Oyunun sahnelendiği süre içerisinde farklı dizi ve sinema filmlerinde oynayan Dikinciler, Profesyonel'in kendi hayatlarının yalınlığını daha rahat yaşadıkları verimli bir alana dönüştüğünü belirtti.
Dikinciler, şunları kaydetti:
"Her oynadığımda daha diri oynuyorum. Hayatta yaşadıklarımızı unutturacak kadar daha değerli bir oyun alanımız var. Dizilerde oyuncular seçiliyorlar ama oyunculuk da yapamaz oluyorlar. Çünkü belirli sürelerde hızla bir şeyler çekiliyor. Oyuncu olmak için hayata eşlik etmek gerekiyor. Hayatı en iyi konu edebilen tiyatro ve sinemadır.
Bu oyun bütün bir hayatı bize özetlediği için çok değerli. Bize de her şeyi yeniden hatırlatıyor. Körü körüne bağlılığı, içimizdeki sesi dinlemeden bir şeyin içine atlayıp o akışta gitmek. 'Hayır' diyor oyun. Oyundan seyirciler kendi hayatından soru işareti ve duygu ile çıkıyor. Bana bu çok değerli geliyor."
"Hepimiz ruhsal bir bağlantı kurduk yazarla"
Emekli bir polis Luka Laban'ın 18 yıl boyunca kimi zaman nefretle, kimi zaman eleştirerek takip ettiği Theodor ile bağının zamanla farklılaşmasını güldürü ögeleriyle sahnede canlandıran Bülent Emin Yarar, sahneye içinde "acıklı komedi oyunu" tasvirini yaptığı çantayla çıktığını söyledi.
Çanta betimlemesinin bile oyunun ne kadar ince ve hassas kurgulandığını gösterdiğini ifade eden Yarar, dramaturjisine en güvendiği oyunlardan Profesyonel'in yazarı ile tanışma fırsatı bulduğunu dile getirdi.
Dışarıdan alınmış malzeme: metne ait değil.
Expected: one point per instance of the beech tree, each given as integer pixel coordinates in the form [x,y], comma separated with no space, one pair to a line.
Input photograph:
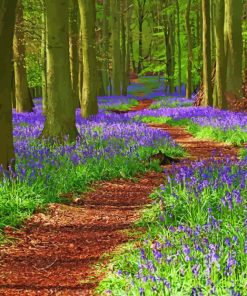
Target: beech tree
[115,41]
[220,79]
[22,94]
[60,113]
[233,47]
[207,86]
[7,22]
[89,105]
[190,52]
[74,39]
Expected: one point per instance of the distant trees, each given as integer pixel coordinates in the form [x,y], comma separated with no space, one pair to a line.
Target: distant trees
[22,94]
[60,113]
[115,41]
[206,41]
[89,103]
[7,22]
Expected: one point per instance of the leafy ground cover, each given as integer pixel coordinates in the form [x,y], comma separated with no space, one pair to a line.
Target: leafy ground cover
[109,146]
[196,240]
[209,123]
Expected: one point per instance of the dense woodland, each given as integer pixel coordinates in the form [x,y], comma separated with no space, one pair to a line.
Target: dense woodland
[111,107]
[76,50]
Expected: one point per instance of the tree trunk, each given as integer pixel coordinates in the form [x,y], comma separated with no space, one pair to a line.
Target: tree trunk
[123,35]
[179,49]
[207,85]
[116,53]
[220,78]
[190,52]
[234,48]
[7,22]
[22,94]
[74,51]
[44,60]
[106,42]
[128,34]
[89,104]
[60,114]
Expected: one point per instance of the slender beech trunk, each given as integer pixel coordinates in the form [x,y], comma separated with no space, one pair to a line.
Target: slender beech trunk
[106,42]
[60,114]
[89,104]
[207,84]
[22,94]
[132,53]
[190,52]
[44,60]
[170,43]
[179,49]
[74,50]
[220,79]
[141,12]
[127,61]
[234,47]
[123,41]
[116,53]
[80,61]
[7,22]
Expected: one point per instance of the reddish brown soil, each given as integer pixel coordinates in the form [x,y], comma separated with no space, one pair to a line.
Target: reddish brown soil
[56,251]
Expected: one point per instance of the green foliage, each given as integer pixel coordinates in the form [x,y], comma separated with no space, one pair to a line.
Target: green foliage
[34,69]
[19,199]
[232,136]
[193,243]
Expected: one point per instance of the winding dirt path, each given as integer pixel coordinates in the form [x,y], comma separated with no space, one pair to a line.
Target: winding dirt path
[56,251]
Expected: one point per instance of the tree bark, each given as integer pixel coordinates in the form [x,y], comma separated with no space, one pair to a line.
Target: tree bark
[89,104]
[141,14]
[44,60]
[22,94]
[179,49]
[7,22]
[74,51]
[190,52]
[116,53]
[207,85]
[60,114]
[220,78]
[234,47]
[123,41]
[106,42]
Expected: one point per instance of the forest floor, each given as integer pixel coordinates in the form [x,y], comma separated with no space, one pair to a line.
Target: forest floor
[56,252]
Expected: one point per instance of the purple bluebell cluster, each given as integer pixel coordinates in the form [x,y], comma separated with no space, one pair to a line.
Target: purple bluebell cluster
[197,243]
[101,136]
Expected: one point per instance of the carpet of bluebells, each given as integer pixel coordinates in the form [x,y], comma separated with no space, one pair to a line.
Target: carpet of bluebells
[110,146]
[219,125]
[196,242]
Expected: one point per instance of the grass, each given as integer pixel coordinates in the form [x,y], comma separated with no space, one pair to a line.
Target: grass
[232,136]
[196,240]
[20,197]
[124,107]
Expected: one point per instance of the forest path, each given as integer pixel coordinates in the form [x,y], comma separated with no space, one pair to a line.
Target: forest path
[56,251]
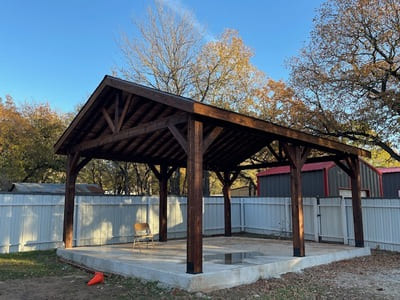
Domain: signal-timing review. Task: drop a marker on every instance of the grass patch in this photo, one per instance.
(32, 264)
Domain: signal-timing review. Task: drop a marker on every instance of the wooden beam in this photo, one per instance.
(283, 133)
(130, 133)
(116, 110)
(108, 119)
(286, 163)
(195, 197)
(179, 137)
(211, 137)
(155, 171)
(272, 151)
(124, 112)
(297, 155)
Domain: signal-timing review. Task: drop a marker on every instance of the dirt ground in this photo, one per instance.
(373, 277)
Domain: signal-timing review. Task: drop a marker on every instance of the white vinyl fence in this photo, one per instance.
(34, 222)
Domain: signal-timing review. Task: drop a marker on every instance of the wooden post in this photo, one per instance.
(163, 203)
(227, 209)
(195, 197)
(297, 156)
(73, 168)
(227, 180)
(163, 175)
(356, 202)
(353, 170)
(69, 202)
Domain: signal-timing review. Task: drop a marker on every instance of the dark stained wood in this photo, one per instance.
(195, 197)
(73, 168)
(116, 109)
(163, 175)
(157, 112)
(153, 129)
(124, 111)
(163, 229)
(211, 137)
(297, 156)
(286, 133)
(108, 119)
(286, 163)
(227, 179)
(353, 170)
(178, 136)
(129, 133)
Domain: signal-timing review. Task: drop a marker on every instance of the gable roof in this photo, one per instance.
(126, 121)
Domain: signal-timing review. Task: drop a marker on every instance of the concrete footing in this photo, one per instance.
(228, 261)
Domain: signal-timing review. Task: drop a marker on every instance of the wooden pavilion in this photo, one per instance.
(125, 121)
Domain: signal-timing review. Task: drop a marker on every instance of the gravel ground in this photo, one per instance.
(372, 277)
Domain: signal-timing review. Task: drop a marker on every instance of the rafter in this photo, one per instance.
(178, 136)
(108, 119)
(211, 137)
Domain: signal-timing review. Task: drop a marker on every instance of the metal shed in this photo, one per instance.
(390, 182)
(319, 180)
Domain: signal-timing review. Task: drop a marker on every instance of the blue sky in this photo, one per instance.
(58, 51)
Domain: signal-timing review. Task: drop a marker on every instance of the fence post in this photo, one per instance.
(315, 217)
(344, 220)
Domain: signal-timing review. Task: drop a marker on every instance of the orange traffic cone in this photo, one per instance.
(98, 278)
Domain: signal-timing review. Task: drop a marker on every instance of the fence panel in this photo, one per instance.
(331, 219)
(34, 222)
(381, 223)
(30, 222)
(267, 216)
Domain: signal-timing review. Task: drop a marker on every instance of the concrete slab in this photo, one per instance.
(228, 261)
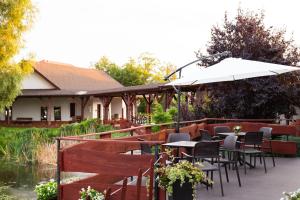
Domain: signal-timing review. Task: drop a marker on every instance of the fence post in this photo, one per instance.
(58, 169)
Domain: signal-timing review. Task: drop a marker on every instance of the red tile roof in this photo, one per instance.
(70, 77)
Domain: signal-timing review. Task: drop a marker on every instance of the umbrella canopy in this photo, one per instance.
(231, 69)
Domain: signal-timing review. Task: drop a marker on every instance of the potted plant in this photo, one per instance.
(180, 179)
(291, 195)
(91, 194)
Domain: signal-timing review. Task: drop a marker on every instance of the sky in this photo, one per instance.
(81, 32)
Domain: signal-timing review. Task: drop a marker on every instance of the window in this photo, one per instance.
(57, 113)
(44, 113)
(72, 109)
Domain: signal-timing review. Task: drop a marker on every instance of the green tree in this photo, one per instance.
(246, 36)
(144, 70)
(16, 17)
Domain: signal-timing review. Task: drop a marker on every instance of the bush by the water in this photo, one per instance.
(23, 144)
(5, 194)
(46, 191)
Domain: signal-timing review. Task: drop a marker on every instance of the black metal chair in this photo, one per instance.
(221, 129)
(252, 146)
(145, 148)
(230, 147)
(207, 150)
(267, 138)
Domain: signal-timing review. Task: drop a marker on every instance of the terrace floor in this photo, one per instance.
(256, 185)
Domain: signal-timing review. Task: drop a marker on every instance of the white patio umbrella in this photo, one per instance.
(231, 69)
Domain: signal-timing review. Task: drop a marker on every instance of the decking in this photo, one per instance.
(256, 185)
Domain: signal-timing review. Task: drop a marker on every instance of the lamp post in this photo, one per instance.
(178, 89)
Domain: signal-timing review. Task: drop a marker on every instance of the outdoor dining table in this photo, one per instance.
(188, 145)
(185, 144)
(240, 134)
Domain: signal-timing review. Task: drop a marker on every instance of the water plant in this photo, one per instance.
(46, 191)
(4, 193)
(27, 145)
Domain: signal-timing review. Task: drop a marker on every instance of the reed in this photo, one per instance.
(29, 145)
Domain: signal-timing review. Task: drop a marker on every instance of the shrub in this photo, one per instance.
(47, 191)
(4, 193)
(182, 171)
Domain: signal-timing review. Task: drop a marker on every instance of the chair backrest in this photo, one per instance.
(230, 142)
(145, 148)
(267, 132)
(175, 137)
(204, 135)
(206, 149)
(222, 129)
(253, 138)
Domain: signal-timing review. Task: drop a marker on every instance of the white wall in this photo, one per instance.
(36, 81)
(116, 107)
(31, 107)
(97, 101)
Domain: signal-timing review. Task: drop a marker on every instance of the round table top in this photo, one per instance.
(232, 133)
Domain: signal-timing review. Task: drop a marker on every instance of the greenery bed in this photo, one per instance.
(24, 144)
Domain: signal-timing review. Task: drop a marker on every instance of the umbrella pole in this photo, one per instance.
(178, 110)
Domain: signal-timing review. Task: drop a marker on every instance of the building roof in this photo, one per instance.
(70, 77)
(71, 80)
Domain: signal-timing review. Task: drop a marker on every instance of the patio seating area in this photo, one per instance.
(91, 153)
(257, 184)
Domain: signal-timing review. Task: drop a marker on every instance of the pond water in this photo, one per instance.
(23, 178)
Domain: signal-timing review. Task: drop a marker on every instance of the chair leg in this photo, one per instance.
(207, 181)
(221, 182)
(264, 160)
(226, 172)
(260, 159)
(237, 173)
(272, 154)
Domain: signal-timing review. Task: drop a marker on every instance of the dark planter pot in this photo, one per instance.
(184, 192)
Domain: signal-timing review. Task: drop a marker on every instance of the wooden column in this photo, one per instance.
(168, 99)
(84, 101)
(129, 100)
(105, 102)
(149, 100)
(49, 110)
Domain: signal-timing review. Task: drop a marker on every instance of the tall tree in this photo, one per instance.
(246, 36)
(16, 17)
(145, 69)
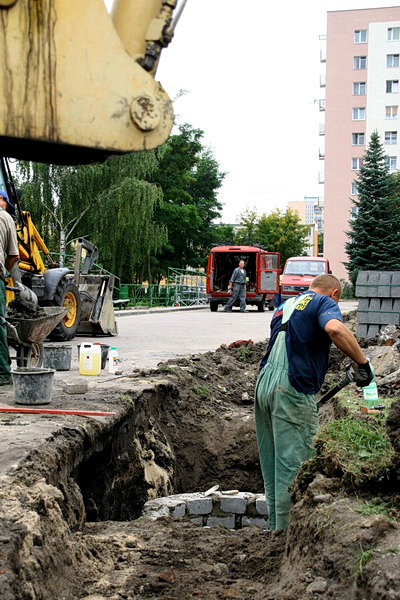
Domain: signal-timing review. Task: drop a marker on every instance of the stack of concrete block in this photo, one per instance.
(234, 511)
(379, 301)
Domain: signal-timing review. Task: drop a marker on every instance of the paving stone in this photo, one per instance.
(384, 285)
(228, 522)
(395, 287)
(250, 522)
(200, 506)
(262, 506)
(233, 504)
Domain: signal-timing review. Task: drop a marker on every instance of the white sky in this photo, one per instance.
(251, 73)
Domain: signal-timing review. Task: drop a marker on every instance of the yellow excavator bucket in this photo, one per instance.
(77, 84)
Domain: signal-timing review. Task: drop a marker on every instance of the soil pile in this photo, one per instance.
(189, 425)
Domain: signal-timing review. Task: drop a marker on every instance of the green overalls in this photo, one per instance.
(286, 422)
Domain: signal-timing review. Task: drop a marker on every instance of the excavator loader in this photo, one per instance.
(85, 292)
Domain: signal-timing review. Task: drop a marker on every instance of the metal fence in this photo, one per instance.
(183, 288)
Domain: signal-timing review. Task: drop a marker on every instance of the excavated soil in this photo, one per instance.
(70, 523)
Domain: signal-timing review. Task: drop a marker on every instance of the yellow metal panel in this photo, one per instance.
(67, 79)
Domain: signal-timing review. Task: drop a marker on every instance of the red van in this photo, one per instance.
(299, 272)
(262, 270)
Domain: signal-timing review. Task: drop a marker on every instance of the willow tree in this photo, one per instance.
(111, 204)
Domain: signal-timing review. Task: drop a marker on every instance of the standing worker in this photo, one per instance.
(237, 284)
(9, 255)
(292, 372)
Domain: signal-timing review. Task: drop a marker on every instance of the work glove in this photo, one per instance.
(363, 374)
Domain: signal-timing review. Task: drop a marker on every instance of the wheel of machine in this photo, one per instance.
(67, 294)
(261, 306)
(30, 356)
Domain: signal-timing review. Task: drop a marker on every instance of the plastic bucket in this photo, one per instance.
(104, 354)
(32, 385)
(57, 356)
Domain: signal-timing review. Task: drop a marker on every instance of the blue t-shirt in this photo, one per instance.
(307, 343)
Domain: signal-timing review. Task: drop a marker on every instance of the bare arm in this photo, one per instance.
(345, 341)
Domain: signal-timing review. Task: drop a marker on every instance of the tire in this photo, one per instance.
(66, 294)
(261, 306)
(30, 356)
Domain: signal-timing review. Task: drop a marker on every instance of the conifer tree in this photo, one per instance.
(375, 231)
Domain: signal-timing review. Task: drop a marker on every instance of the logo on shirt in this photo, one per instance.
(304, 302)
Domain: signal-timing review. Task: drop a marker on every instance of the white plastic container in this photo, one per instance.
(90, 359)
(370, 393)
(113, 359)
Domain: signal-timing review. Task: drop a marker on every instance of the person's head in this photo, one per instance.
(327, 285)
(5, 203)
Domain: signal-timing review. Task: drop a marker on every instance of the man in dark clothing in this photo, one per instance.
(292, 372)
(237, 284)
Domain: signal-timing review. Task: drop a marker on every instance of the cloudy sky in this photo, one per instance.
(250, 71)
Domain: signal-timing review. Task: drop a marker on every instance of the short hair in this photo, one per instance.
(326, 283)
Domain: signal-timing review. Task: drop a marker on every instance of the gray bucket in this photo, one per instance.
(32, 385)
(57, 356)
(104, 354)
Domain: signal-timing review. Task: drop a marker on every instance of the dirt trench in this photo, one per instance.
(70, 525)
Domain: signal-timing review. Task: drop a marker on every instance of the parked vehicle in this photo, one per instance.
(262, 270)
(298, 273)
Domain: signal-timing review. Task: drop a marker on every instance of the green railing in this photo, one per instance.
(170, 294)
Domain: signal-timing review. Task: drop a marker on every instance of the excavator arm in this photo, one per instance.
(77, 84)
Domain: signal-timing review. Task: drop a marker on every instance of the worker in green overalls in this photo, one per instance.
(292, 372)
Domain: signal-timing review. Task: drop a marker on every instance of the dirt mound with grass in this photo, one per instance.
(71, 525)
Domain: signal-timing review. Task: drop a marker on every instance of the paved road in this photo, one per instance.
(148, 337)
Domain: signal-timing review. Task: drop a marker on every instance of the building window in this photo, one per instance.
(391, 162)
(392, 60)
(360, 62)
(359, 113)
(354, 212)
(360, 36)
(356, 164)
(390, 137)
(357, 139)
(391, 112)
(359, 88)
(393, 34)
(392, 86)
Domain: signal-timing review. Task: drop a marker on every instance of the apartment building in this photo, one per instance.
(311, 212)
(362, 94)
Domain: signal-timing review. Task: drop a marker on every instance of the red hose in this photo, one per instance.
(52, 411)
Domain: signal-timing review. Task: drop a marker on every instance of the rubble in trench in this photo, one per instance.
(72, 528)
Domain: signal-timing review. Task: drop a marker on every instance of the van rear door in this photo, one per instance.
(268, 272)
(210, 273)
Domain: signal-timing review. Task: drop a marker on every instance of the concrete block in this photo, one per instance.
(395, 287)
(260, 523)
(228, 522)
(233, 504)
(262, 506)
(362, 330)
(384, 284)
(361, 284)
(373, 330)
(200, 506)
(372, 284)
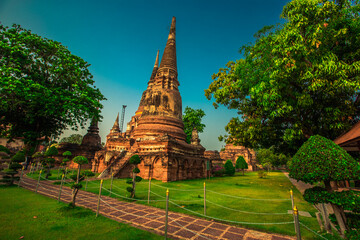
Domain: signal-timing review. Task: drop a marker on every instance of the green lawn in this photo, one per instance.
(24, 213)
(275, 186)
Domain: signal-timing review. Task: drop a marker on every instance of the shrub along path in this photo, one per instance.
(152, 219)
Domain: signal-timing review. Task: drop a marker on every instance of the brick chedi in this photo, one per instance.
(156, 131)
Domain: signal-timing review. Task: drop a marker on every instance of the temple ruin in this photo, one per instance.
(156, 131)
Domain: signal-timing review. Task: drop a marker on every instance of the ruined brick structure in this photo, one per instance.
(91, 143)
(233, 152)
(156, 131)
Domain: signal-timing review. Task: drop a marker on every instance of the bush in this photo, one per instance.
(229, 168)
(218, 170)
(262, 174)
(135, 159)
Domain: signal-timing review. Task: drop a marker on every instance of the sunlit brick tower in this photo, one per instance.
(156, 131)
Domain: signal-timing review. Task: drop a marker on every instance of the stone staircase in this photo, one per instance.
(116, 165)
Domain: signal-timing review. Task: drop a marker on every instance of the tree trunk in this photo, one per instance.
(134, 185)
(78, 175)
(73, 196)
(338, 211)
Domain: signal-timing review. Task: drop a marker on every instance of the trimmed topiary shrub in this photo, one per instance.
(218, 170)
(229, 168)
(241, 164)
(321, 160)
(77, 178)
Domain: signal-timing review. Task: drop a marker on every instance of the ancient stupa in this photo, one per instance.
(156, 131)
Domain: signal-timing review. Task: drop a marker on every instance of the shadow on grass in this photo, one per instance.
(74, 212)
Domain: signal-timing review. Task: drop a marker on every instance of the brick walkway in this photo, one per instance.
(152, 219)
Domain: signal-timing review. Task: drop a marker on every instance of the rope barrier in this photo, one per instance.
(134, 199)
(219, 219)
(312, 231)
(232, 209)
(256, 199)
(176, 189)
(196, 233)
(155, 216)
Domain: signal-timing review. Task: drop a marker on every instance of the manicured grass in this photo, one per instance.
(275, 186)
(24, 213)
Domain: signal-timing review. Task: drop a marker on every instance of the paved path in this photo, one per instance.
(152, 219)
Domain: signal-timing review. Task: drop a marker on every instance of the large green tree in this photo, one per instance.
(321, 160)
(43, 87)
(298, 79)
(192, 119)
(73, 138)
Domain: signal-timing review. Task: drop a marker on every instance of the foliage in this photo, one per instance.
(14, 165)
(134, 160)
(192, 119)
(52, 151)
(4, 149)
(18, 157)
(349, 200)
(320, 159)
(241, 164)
(80, 160)
(77, 178)
(262, 174)
(218, 170)
(44, 88)
(229, 168)
(298, 79)
(88, 173)
(73, 138)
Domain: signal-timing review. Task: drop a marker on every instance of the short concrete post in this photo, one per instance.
(22, 172)
(166, 212)
(149, 190)
(87, 179)
(98, 207)
(292, 204)
(204, 198)
(37, 185)
(62, 182)
(112, 179)
(297, 225)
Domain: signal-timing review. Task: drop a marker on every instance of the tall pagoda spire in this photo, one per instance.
(116, 128)
(156, 67)
(168, 59)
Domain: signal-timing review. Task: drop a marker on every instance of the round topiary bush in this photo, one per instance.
(18, 157)
(52, 151)
(229, 168)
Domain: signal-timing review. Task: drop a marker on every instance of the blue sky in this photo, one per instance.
(120, 39)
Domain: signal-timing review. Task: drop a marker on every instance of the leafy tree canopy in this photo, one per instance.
(80, 160)
(43, 87)
(229, 168)
(192, 119)
(320, 159)
(241, 163)
(73, 138)
(298, 79)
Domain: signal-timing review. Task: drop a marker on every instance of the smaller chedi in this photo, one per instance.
(233, 152)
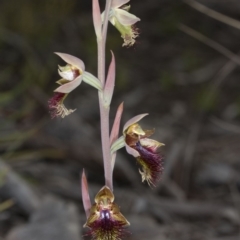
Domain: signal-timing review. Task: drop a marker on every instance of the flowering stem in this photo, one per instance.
(104, 110)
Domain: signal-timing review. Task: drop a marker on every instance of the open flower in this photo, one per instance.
(105, 219)
(144, 150)
(124, 21)
(72, 75)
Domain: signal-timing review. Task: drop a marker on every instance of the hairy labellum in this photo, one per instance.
(56, 106)
(151, 163)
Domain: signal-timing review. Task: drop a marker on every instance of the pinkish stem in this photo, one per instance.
(104, 110)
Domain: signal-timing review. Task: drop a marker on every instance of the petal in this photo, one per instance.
(118, 3)
(85, 195)
(126, 18)
(78, 63)
(134, 120)
(67, 75)
(68, 87)
(132, 151)
(104, 196)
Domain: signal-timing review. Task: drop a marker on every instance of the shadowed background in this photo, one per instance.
(183, 71)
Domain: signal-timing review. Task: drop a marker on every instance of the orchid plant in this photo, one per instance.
(104, 219)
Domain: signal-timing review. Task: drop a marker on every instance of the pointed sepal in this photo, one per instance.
(92, 80)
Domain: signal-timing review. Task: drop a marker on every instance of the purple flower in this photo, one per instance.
(105, 219)
(144, 149)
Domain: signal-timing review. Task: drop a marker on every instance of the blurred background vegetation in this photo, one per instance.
(183, 71)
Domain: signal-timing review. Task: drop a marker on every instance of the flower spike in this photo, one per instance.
(72, 75)
(124, 21)
(105, 220)
(144, 150)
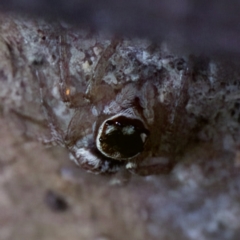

Yarar, karakterlere hayat verirken oyuna nasıl çalıştıklarını ise şu sözlerle anlattı:
"Biz prova aşamasında yazarla buluşmaya çalışırız, arkadaş oluruz, dost oluruz ve artık oyun çıktığında bu samimiyet yaşanıyorsa, aramızdaki bu bağ kurulmuşsa işte o zaman yaşanıyor oyunun seyirlik hale gelişi. Buna Işıl Kasapoğlu da destek veriyor. Hepimiz ruhsal bir bağlantı kurduk yazarla. Luka içimizden biri, yurdum insanı. Bizler bu coğrafyadan beslendik, hem oyuncu kimliğimizle hem de biz olarak. Birinin taklidi olmayacağız hiçbir zaman. Bir sistem eleştirisi de var. Bu eleştirinin içinde o kadar çok parça var ki, seyirciye bu parçalardan bir kısmı değiyor. Bazı şeyler doğaçlamalardan da doğuyor."
Bülent Emin Yarar, genç tiyatroculara "tiyatro maskı" olmaları, bir taraftan güldürürken bir taraftan ağlatmaları öğüdünü vererek, Profesyonel'in de aynı bir tiyatro maskı gibi acıyı acıyla anlatmadığını ifade etti.
"Her gün kilometreyi sıfırlayıp öyle çıkıyoruz sahneye"
Bülent Emin Yarar, oyuna ilk başladıklarında uzun soluklu bir serüven olacağını hiç düşünmediklerini belirterek, genel provanın çok başarısız, prömiyerin ise çok başarılı olduğunu ve o günden sonra bayrağın yere inmediğini dile getirdi.
Yarar, "Her defasında taze bir seyirci geliyor. Biz de kendimizi taze ve diri tutmak zorundayız. 10 yıl fiziksel olarak bir şeyler götürüyordur. Hiçbir tiyatro metni eskimez. Her seferinde Yetkin'i ilk kez dinliyormuş gibi oynuyorum. Bu dünyanın en keyifli şeyi. Her gün kilometreyi sıfırlayıp öyle çıkıyoruz sahneye." dedi.
Oyuncunun derdi yoksa cümlelerin hiçbirinin seyirciye geçemeyeceğinin altını çizen Yarar, eserdeki unsurları dikte etmeden aktardıklarını söyledi.
Yarar, Profesyonel'in 700'üncü temsiline yaklaştığını, seyircinin her şekilde gelmesini ve çoğalmasını arzu ettiklerini belirterek, "80 milyonun ne kadarıyla buluşuyoruz? Sanattan korkmayalım ve çoğalalım." ifadesini kullandı.